Wednesday, January 17, 2018

Realities of Bipolar

I'm up. I'm here. I didn't want to be.

It took a huge effort to get me off the couch where I landed this morning after baking. Edie threw a kicking screaming fit on the sidewalk on the way from the bus to school about how she just wanted to go home and be with Daddy all day and I wanted to fall down with her and say "Me too, baby" but instead I picked her up and held her and calmed her down and got her to class and now I'm in the library drinking my coffee and working on my bullet journal to do list.

I told John last night that I was feeling really depressed and he told me that it's probably time to go talk to my doctor about my dose. That bums me out even more. It took years but I'm finally on a medicine that stabilizes me on a fairly low dose and with very few side effects other than a concern about a slight raise in cholesterol. (My cholesterol is actually surprisingly low so it's not a concern for me, specifically.)

The realities of life with this disease mean that some days I'm feeling like I can kick ass and take names, and I CAN. I am invincible. I can take it all on and do it all and do it well and smile and wave a take a bow when it's all done. But when I can't?
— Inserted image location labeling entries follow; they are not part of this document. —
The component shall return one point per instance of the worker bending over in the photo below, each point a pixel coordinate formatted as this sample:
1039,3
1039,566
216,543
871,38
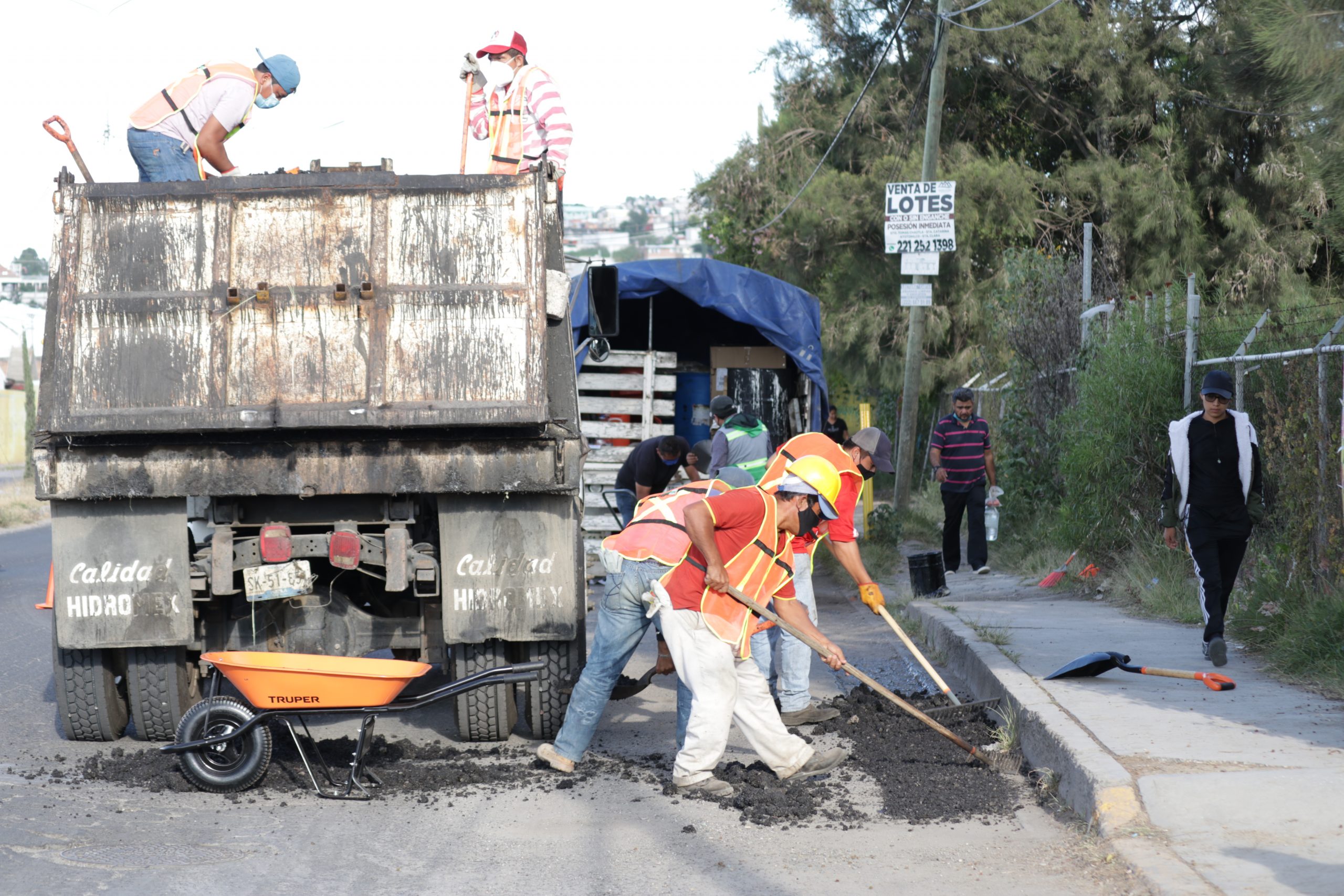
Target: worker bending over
522,116
741,442
869,450
635,558
741,537
186,124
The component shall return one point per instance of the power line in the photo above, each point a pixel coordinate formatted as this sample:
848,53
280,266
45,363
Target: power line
896,33
948,18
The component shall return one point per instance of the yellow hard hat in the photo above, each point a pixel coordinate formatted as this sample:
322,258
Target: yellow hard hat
820,476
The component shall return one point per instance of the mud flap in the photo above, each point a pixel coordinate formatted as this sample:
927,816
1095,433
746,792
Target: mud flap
121,573
511,567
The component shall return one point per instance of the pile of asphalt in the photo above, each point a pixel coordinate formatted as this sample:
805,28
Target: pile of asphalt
922,778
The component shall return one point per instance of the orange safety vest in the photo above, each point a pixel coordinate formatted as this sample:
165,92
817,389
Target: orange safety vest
759,571
658,529
810,445
175,97
506,124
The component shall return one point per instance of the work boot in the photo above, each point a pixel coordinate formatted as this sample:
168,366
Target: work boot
822,763
546,753
707,787
812,714
1217,650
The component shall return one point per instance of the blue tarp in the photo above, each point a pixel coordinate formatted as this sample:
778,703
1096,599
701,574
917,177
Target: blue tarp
786,316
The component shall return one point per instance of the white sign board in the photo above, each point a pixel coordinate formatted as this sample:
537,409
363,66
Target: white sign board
921,217
916,294
924,263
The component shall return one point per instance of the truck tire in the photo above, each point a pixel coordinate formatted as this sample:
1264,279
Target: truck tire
232,766
545,702
486,714
89,698
162,686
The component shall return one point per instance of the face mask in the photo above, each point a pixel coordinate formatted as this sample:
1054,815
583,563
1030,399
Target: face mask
498,71
808,520
267,102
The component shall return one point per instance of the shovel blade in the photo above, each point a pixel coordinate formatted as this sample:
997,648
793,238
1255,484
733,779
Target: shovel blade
1090,666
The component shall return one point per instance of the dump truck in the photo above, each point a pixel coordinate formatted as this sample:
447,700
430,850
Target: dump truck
330,413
I don't have time for when I can't, so I muscle myself out of bed and force myself to shower, to brush my teeth, to put on clean clothes and head out the door and get to where I need to go on time. When I'm feeling like this, I don't retain information. I don't make the connections that I can when my brain is working.

I know I need to get my ADHD meds refilled. I haven't been doing that because the process is daunting, even with my primary care giver knowing I have ADHD and that the meds are needed. Which is really fucked up when you stop to think about it. Women, especially who suffer from ADHD are more likely to be avoidant when it comes to routine things like returning phone calls, setting up doctors appointments and following through with them. They make it mandatory to get drug tested for marijuana use when you get your ADHD meds, even though mariijuana is legal in the state of Washington. I don't do it that often but the once a month I have an edible and play a video game or whatever shows up and then I get a big lecture and they tell me if I am tested again and show use they won't prescribe me my meds. It's a big pain in the ass and I hate it.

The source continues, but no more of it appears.